1.12      The simplification of Federal Awards to 20 allowable matters had the most significant effect of removing restrictions on casual labour. Although the rise of casual labour from 18.2 per cent of the workforce in 1988 to 26.6 per cent of the workforce in 2004 is a significant trend, its effect on workers has been more recently felt.[6] The committee believes it is a trend which will continue under proposals contained in the WorkChoices Bill.

1.13      The role of the Commission, and that of its awards, has developed to reflect the increasing emphasis on setting wages and conditions by agreement at the workplace. It was inevitable that the scope for arbitration by the Commission would be reduced in line with these changes, and the Commission itself had recognised this earlier.[7]

1.14      It is worth noting that the Government did not get their full proposal through the Senate. In the end, there were 176 Democrat amendments made to the original legislation.

1.15      Having been successful in having the Workplace Relations Act passed, with substantial amendments insisted on by the Senate, the Government thereafter had less success with subsequent amendments to the act. Many of the amendments the government has sought to make to the act in the years since 1996 have been thwarted by the Opposition and other parties in the Senate. While that is true, the extent of Government failure should not be exaggerated. It is common for the Government to claim that their legislative IR agenda has been routinely obstructed in the Senate, but up until June 30 2005 the Coalition secured passage of 18 workplace relations bills through the Senate. Of these, five were supported by all parties and passed without amendment, including the very substantial Workplace relations (Registration and Accountability of Organisations) Bill 2002.

1.16      The first significant amendments proposed after 1996 were contained in a major bill, the Workplace Relations Legislation Amendment (More Jobs, Better Pay) Bill 1999. The bill, often referred to as the MOJO Bill, sought among other things, to reduce the role of industrial awards, reform the certification of agreements and the making and approval of AWAs and to clarify rights and responsibilities relating to industrial action. It also sought to reduce allowable award matters, restrict union right of entry provisions and review provisions for freedom of association. This bill lapsed at the end of the 39th Parliament. Following the failure of MOJO to pass the Senate, this comprehensive amendment bill was 'unpackaged' into separate constituent bills which were reintroduced in following years. A number of less contentious bills were passed.

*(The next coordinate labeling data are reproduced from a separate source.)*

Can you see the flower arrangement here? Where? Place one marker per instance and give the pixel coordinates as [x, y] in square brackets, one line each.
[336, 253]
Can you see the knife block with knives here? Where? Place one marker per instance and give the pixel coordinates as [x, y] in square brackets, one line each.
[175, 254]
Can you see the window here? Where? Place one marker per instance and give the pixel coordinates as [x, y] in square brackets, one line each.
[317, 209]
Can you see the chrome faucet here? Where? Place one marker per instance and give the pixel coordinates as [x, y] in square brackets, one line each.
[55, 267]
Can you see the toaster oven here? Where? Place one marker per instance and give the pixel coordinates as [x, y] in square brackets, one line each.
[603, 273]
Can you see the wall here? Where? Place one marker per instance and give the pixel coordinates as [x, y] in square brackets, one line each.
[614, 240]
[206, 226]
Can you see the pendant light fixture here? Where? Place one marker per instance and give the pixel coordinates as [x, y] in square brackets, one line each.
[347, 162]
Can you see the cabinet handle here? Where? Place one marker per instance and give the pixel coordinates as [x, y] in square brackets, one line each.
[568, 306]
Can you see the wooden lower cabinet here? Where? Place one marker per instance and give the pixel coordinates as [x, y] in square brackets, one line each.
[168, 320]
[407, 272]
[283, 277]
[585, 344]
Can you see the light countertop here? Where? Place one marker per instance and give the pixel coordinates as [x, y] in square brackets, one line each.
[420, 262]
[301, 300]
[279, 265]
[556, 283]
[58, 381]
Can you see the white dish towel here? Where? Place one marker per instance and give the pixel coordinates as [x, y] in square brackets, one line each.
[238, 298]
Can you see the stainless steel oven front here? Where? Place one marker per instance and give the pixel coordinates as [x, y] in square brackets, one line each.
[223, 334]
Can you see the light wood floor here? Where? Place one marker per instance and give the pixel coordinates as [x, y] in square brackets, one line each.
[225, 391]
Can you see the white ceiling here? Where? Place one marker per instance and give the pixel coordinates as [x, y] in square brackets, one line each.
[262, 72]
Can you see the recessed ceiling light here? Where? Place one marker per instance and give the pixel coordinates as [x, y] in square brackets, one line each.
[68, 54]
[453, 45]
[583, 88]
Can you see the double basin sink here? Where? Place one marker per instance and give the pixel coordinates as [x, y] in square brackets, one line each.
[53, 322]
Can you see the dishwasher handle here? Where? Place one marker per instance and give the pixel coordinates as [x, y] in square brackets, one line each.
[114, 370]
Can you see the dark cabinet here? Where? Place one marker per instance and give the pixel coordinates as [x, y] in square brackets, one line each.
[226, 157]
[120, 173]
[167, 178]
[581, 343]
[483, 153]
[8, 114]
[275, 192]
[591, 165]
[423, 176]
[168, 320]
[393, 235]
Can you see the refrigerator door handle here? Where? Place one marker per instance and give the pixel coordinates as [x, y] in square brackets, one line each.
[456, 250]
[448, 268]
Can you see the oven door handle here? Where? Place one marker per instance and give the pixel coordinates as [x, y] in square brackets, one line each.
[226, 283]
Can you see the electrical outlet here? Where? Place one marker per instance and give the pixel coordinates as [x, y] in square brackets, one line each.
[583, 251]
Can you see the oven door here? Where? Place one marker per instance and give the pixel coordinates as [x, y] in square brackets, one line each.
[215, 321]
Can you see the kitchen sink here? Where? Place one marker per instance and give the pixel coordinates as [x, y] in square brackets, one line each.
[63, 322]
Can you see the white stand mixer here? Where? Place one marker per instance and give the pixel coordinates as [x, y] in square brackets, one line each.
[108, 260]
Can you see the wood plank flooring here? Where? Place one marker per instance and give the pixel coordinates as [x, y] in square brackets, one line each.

1.17      One of these was the Workplace Relations Amendment (Genuine Bargaining) Act 2002, which specified factors to be taken into account by the Commission when considering whether a negotiating party was genuinely trying to reach agreement, and which empowered the Commission to make orders in relation to new bargaining periods.

1.18      The Workplace Relations Amendment (Better Bargaining) Bill 2003 proposed to restrict access to industrial action before the expiration of an agreement, provide more ready access by employers to cooling-off periods, allow third party suspensions of industrial action and limit union access to protected and unprotected industrial action. The bill lapsed at the end of the 40th Parliament.

1.19      Most recently, the Workplace Relations Amendment (Simplifying Agreement-making) Bill 2004 sought to simplify certified agreement-making at the workplace level, reduce the delays, formality and cost involved in having an agreement certified, and prevent interference by third parties in agreement-making. It also sought to provide for the extended operation of certified agreements of up to five years. The bill lapsed at the end of the 40th Parliament.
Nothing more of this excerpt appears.